De la bataille de Charleroi à celle du Chemin des Dames au cours de laquelle l’obus meurtrier avait déchiqueté sa jambe, en passant par l’épouvantable affrontement de Verdun, il avait vécu les ravages, dans les corps et dans les esprits, de l’effroyable fureur dont les hommes peuvent parfois se révéler capables.

La boue collante des tranchées, le froid mordant qui enserrait les poitrines d’un étau puissant, l’odeur fétide des abris sommaires, la saleté repoussante attirant les rats et de nombreux animaux ou insectes difficilement identifiables, le manque chronique de sommeil et la qualité douteuse de la nourriture, tout cela, toutes ces conditions de vie misérable imposées par les circonstances, il avait pu le supporter.
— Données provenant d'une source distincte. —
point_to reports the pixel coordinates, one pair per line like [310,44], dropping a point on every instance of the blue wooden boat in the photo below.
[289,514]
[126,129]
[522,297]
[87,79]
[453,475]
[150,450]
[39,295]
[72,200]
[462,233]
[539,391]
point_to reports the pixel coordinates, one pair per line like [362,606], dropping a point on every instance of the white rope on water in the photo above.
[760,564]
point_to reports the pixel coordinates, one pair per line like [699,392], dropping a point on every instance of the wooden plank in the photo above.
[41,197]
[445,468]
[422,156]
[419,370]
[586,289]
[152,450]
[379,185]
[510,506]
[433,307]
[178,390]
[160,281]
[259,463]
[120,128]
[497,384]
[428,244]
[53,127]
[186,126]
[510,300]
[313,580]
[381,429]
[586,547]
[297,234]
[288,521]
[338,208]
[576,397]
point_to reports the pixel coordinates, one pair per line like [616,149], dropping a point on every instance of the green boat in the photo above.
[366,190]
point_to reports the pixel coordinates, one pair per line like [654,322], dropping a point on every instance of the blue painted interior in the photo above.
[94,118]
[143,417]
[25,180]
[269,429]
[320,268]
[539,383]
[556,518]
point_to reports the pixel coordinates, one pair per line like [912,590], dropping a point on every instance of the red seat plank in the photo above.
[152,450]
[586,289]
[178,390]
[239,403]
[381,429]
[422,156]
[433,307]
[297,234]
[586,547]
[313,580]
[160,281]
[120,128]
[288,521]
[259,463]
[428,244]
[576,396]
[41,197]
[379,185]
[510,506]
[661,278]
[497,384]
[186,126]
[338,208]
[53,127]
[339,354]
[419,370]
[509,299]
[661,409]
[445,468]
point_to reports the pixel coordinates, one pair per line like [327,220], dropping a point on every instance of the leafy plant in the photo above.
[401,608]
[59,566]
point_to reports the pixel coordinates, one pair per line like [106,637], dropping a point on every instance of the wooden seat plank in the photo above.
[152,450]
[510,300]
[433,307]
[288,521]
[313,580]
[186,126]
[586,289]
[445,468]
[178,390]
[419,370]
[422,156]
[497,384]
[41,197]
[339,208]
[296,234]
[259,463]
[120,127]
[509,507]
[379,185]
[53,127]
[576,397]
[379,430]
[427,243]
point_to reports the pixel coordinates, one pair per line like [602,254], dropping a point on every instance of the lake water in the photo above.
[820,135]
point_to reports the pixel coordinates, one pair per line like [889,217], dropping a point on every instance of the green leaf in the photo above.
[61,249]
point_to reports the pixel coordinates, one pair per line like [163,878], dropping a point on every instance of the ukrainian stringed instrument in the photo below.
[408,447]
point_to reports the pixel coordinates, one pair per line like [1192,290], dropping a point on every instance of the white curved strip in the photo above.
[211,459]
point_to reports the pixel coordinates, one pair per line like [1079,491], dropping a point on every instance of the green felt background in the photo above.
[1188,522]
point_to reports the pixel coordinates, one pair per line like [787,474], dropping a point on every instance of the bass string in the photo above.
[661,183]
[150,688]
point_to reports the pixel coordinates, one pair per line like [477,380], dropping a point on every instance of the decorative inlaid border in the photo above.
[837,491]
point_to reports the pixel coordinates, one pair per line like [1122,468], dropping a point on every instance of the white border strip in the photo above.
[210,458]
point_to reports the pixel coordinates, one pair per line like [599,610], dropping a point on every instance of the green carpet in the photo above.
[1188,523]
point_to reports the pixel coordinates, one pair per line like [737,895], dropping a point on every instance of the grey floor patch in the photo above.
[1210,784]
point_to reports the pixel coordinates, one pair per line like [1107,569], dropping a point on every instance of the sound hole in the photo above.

Ce qui l’accablait le plus, c’était la disparition des camarades, les montées en ligne au sortir des tranchées sous les rafales ininterrompues des mitrailleuses ennemies et les hommes qui tombaient, un à un, sous les balles meurtrières. Quand, par chance, ils parvenaient aux abords de la tranchée ennemie, un corps à corps acharné s’engageait en utilisant les baïonnettes ou les pelles. Une haine viscérale s’emparait alors des soldats, qu’ils fussent Allemands ou Français, et le massacre se poursuivait dans un égarement généralisé et une énergie démoniaque.

Ces assauts destructeurs, dans lesquels les soldats étaient happés malgré eux, ne débouchaient le plus souvent sur rien ou, dans le meilleur des cas, sur quelques dizaines de mètres de terrain douloureusement conquis à l’ennemi, et qui seraient sans doute repris dès le lendemain dans un carnage identique. Inutile massacre ! Inutile guerre qui faisait s’affronter de jeunes hommes dont très peu comprenaient les raisons exactes de cette tuerie.